Alberto Camiña [2], nesse sentido, aponta que o art. 187 do Código Tributário Nacional (Lei nº 5.172/1965, ou, simplesmente, “CTN”) excepciona da recuperação judicial tão somente a cobrança do crédito tributário. Além disso, para o autor, a “LRF”, ao fazer referência ao “Código Tributário Nacional”, no mesmo art. 6º, §7º, mencionado acima, estaria afirmando que a execução fiscal excepcionada à recuperação judicial seria tão somente aquela em que fossem cobrados tributos. No mesmo sentido, a menção a “débitos tributários” no art. 57 da “LRF” e a redação do art. 191-A do “CTN”, onde se afirma que “a concessão de recuperação judicial depende da apresentação da prova de quitação de todos os tributos […]”.

O crédito decorrente do acordo de leniência, que possui natureza de multa e, portanto, de sanção de ato ilícito, por ter natureza não tributária (art. 3º do “CTN”), não seria excepcionado da recuperação judicial, posicionamento também defendido por Eduardo Mattar no IX Congresso Anual da Turnaround Management Association do Brasil, em sua participação no painel “Lei Anti-Corrupção x Lei de Recuperação Judicial”.

Existindo controvérsia acerca da sujeição ou não do crédito de acordo de leniência à recuperação judicial, mais do que inserir cláusulas em tais documentos prevendo a não submissão dos valores aos efeitos do processo de recuperação – as quais poderiam ter sua validade questionada judicialmente –, a CGU, assim como a AGU, deveriam pensar em um acréscimo às hipóteses de não sujeição previstas no art. 49 e parágrafos da “LRF”. De um lado, mais uma hipótese de “extraconcursalidade” iria de encontro ao posicionamento de parte da doutrina que defende o fim dos casos de não sujeição [3]; contudo, por outro, conferiria segurança jurídica aos acordos de leniência e garantiria que os termos acertados, que visam a reparar os danos por corrupção, não seriam modificados pelo plano de recuperação judicial, que tem natureza eminentemente privada.

Ernani Pinheiro Soares – Coordenador da Sociedade Acadêmica Fran Martins.

Vitor San Juan Faria – Estudante de Direito da PUC/SP e estagiário do escritório Mattos Filho, Veiga Filho, Marrey Jr. e Quiroga Advogados.

[1] COELHO, Fábio Ulhoa. Acordo de leniência e Recuperação Judicial da Corruptora.

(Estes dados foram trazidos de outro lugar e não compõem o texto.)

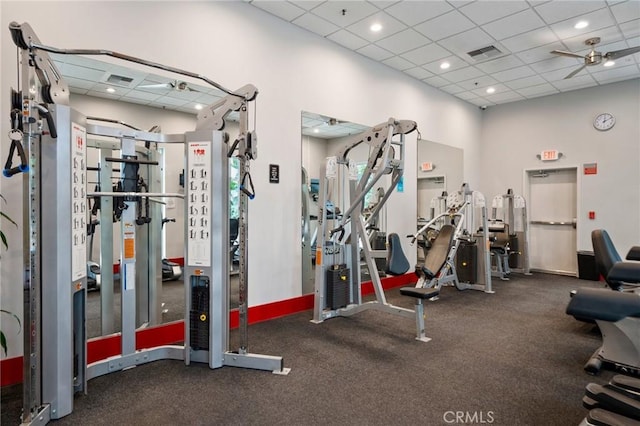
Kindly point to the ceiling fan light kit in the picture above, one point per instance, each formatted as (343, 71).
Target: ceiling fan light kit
(594, 57)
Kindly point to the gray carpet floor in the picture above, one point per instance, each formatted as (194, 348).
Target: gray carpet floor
(510, 358)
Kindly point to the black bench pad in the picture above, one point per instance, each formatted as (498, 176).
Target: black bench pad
(628, 272)
(603, 304)
(419, 292)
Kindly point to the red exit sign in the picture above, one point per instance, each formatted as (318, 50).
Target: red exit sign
(549, 155)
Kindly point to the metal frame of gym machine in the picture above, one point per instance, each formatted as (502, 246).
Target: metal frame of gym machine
(51, 140)
(350, 238)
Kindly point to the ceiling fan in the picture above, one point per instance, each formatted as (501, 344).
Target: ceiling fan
(594, 57)
(177, 85)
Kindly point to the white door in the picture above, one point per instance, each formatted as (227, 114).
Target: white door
(552, 214)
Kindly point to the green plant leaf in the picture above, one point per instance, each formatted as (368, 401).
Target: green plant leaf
(3, 342)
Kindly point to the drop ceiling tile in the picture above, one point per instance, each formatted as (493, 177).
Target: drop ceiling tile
(577, 82)
(607, 75)
(398, 63)
(483, 12)
(597, 20)
(479, 83)
(518, 23)
(436, 81)
(452, 89)
(426, 54)
(375, 52)
(556, 11)
(505, 97)
(418, 72)
(520, 83)
(513, 74)
(555, 63)
(541, 89)
(482, 91)
(354, 12)
(390, 26)
(540, 53)
(529, 40)
(403, 41)
(445, 25)
(281, 9)
(467, 41)
(306, 4)
(500, 64)
(315, 24)
(347, 39)
(631, 29)
(463, 74)
(454, 63)
(626, 11)
(414, 12)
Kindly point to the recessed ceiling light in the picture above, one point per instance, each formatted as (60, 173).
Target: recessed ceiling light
(581, 24)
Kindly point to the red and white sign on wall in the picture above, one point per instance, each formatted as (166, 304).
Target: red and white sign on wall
(549, 155)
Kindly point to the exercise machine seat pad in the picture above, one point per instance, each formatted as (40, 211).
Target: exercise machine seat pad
(420, 292)
(625, 271)
(600, 417)
(605, 305)
(606, 256)
(634, 253)
(439, 251)
(397, 262)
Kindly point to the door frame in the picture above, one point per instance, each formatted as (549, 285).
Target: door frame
(526, 183)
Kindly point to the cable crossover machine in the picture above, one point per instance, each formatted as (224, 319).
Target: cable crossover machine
(50, 140)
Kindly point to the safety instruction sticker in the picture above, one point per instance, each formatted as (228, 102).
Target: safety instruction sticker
(78, 202)
(198, 203)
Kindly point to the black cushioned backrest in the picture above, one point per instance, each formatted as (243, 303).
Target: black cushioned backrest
(397, 262)
(437, 254)
(606, 255)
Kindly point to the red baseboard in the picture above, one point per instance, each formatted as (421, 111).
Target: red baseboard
(173, 332)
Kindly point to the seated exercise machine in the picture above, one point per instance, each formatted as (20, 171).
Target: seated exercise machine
(617, 313)
(440, 267)
(343, 239)
(50, 138)
(616, 403)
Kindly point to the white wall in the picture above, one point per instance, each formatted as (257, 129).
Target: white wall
(514, 133)
(234, 43)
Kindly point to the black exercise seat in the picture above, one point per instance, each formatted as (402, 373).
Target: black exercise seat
(397, 262)
(419, 292)
(601, 304)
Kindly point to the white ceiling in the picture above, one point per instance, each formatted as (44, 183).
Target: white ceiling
(417, 36)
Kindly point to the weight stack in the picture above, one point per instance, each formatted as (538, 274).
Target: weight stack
(199, 315)
(466, 259)
(338, 279)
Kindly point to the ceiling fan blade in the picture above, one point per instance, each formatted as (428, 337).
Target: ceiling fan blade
(569, 54)
(575, 72)
(623, 52)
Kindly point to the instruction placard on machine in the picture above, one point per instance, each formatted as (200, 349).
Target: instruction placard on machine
(79, 202)
(199, 204)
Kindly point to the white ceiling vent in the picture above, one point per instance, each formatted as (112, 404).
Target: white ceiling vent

In: CEREZETTI, Sheila Christina Neder; MAFFIOLETTI, Emanuelle Urbano (Coord.). Dez Anos da Lei nº 11.101/2005: Estudos sobre a Lei de Recuperação e Falência. São Paulo: Almedina, 2015, p. 307.

[2] MOREIRA, Alberto Camiña. Crédito público na recuperação judicial. In: Migalhas. 20 mar. 2018. Disponível em: <https://www.migalhas.com.br/InsolvenciaemFoco/121,MI276553,11049-Credito+publico+na+recuperacao+judicial>. Acesso em: 15 ago. 2018.

[3] WAISBERG, Ivo. O Necessário Fim dos Credores não sujeitos à Recuperação Judicial. In: ELIAS, Luís Vasco (Coord.). 10 Anos da Lei de Recuperação de Empresas e Falências: Reflexões Sobre a Reestruturação Empresarial no Brasil. São Paulo: Quartier Latin, 2015, pp. 199-209.